Aggregate	Argument type	Result type	Nullable
`COUNT(*)`, `COUNT(expr)`	any	`BIGINT`	no
`SUM(x)`	`SMALLINT`, `INTEGER`, `BIGINT`	`BIGINT`	yes
`SUM(x)`	`FLOAT`, `DOUBLE`	`DOUBLE`	yes
`SUM(x)`	`DECIMAL(p, s)`	`DECIMAL(38, s)`	yes
`AVG(x)`	any numeric	`DOUBLE`	yes
`MIN(x)`, `MAX(x)`	any	same as `x`	yes

Notes¶

SUM(DECIMAL) widens precision to 38. Real pipelines that accumulate ~1e6 rows of DECIMAL(10, 2) overflow precision 10 quickly; smelt mirrors DuckDB's widen-to-38 to avoid silent corruption. Scale is preserved.

COUNT is non-null; everything else is nullable. Other aggregates can return NULL when the input group is empty (common with LEFT JOIN-fed GROUP BY). To substitute a default, wrap in COALESCE:

SELECT
  c.customer_id,
  COALESCE(SUM(o.amount), 0) AS lifetime_spend
FROM smelt.customers AS c
LEFT JOIN smelt.orders AS o USING (customer_id)
GROUP BY c.customer_id

Cast COUNT if a downstream column expects INTEGER. CAST(COUNT(*) AS INTEGER) is safe up to 2^31 - 1 rows; above that, leave it as BIGINT.

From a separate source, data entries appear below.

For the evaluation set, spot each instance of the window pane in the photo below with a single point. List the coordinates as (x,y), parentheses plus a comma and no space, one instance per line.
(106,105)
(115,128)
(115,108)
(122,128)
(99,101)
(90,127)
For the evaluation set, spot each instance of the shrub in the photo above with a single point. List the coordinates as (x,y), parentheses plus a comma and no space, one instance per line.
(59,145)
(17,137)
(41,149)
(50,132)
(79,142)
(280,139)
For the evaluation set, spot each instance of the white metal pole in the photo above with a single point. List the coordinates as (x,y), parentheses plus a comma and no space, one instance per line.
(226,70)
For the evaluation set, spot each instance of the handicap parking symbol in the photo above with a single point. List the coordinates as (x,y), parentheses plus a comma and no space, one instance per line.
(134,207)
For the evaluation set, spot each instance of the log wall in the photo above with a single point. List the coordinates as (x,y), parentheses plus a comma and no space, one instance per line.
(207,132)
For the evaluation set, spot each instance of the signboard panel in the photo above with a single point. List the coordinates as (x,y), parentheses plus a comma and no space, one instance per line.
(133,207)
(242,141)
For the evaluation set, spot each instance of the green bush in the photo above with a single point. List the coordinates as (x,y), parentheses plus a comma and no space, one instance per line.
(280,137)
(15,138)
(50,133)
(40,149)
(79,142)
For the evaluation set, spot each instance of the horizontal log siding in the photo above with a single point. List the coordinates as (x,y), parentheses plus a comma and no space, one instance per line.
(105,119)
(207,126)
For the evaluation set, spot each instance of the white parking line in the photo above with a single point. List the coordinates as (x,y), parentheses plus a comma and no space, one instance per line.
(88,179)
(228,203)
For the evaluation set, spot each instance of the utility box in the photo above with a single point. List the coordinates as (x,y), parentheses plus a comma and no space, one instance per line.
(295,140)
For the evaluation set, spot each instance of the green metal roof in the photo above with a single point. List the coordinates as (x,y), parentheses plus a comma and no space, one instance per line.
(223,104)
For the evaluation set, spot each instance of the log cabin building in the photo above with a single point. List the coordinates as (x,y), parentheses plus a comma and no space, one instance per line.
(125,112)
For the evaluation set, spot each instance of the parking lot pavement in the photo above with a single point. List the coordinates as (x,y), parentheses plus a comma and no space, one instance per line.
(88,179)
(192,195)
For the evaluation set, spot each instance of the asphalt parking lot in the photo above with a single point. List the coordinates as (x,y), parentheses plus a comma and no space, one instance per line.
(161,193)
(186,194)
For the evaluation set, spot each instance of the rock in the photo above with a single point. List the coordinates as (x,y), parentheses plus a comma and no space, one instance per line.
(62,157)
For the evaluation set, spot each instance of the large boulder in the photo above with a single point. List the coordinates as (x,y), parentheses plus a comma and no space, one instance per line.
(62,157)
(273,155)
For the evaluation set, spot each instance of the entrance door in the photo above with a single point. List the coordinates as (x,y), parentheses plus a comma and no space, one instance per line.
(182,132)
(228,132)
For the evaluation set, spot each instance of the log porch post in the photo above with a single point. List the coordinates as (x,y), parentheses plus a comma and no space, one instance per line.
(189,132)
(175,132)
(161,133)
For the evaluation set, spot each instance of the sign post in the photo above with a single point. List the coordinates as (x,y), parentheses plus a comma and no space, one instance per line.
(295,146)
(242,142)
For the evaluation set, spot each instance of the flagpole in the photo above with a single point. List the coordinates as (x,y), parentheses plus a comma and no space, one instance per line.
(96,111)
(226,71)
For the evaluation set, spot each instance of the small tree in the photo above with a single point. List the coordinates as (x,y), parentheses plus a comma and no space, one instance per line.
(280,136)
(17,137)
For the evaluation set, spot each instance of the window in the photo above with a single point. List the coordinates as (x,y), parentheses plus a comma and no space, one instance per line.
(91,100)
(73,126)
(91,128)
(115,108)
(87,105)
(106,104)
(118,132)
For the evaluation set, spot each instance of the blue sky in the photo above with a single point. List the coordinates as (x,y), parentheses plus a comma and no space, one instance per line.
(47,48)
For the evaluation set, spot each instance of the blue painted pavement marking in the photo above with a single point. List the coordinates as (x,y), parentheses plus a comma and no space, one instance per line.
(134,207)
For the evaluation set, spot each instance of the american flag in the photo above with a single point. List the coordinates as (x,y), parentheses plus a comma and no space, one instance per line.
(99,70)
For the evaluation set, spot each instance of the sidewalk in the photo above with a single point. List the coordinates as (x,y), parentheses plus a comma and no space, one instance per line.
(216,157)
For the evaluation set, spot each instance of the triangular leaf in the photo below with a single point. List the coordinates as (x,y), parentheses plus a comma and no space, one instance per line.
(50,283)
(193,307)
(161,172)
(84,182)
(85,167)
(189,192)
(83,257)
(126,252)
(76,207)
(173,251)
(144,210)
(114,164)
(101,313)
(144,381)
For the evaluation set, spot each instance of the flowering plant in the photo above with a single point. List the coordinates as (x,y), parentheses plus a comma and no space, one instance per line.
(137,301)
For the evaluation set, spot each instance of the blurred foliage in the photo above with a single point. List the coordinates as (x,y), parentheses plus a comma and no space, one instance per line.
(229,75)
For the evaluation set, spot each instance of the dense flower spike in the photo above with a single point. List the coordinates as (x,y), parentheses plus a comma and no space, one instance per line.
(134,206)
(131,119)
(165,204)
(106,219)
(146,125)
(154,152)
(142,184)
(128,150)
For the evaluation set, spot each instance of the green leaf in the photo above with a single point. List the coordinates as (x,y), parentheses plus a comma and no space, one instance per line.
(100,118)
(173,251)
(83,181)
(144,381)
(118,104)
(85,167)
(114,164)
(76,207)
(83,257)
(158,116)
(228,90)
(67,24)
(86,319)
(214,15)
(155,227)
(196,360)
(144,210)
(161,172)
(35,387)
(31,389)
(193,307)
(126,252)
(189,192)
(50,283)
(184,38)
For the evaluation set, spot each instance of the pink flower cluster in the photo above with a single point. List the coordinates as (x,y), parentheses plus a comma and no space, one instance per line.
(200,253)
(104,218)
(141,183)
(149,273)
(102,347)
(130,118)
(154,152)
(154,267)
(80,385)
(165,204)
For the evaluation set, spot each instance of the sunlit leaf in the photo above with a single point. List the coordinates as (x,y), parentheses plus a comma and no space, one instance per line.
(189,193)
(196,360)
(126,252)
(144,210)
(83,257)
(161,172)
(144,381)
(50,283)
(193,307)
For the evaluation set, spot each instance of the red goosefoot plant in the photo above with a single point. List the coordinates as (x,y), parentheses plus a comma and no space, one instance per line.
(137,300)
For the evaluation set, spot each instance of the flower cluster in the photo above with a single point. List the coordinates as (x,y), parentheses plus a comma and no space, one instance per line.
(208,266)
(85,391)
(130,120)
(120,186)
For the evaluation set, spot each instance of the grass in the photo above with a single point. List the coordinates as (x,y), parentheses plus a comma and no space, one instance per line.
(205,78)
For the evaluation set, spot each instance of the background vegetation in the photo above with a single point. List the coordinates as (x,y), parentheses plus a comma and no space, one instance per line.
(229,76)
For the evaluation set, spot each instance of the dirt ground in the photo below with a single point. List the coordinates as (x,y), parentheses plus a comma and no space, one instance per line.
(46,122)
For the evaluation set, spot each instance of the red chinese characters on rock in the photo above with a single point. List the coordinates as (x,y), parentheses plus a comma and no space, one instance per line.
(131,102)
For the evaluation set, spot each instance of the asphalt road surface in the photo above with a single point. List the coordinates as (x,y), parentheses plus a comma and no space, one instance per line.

See docs/specs/types.md §5 for the normative rules and docs/type_semantics.md for backend divergence notes.

Multi-dialect features¶

These features are parsed in smelt SQL and rewritten to target-specific syntax:

QUALIFY — window function filtering (DuckDB/Spark origin)
Lambda expressions — x -> x + 1 for array functions
PIVOT / UNPIVOT — table rotation
Array subscript — arr[1] notation
DATE literals — DATE '2024-01-01' normalization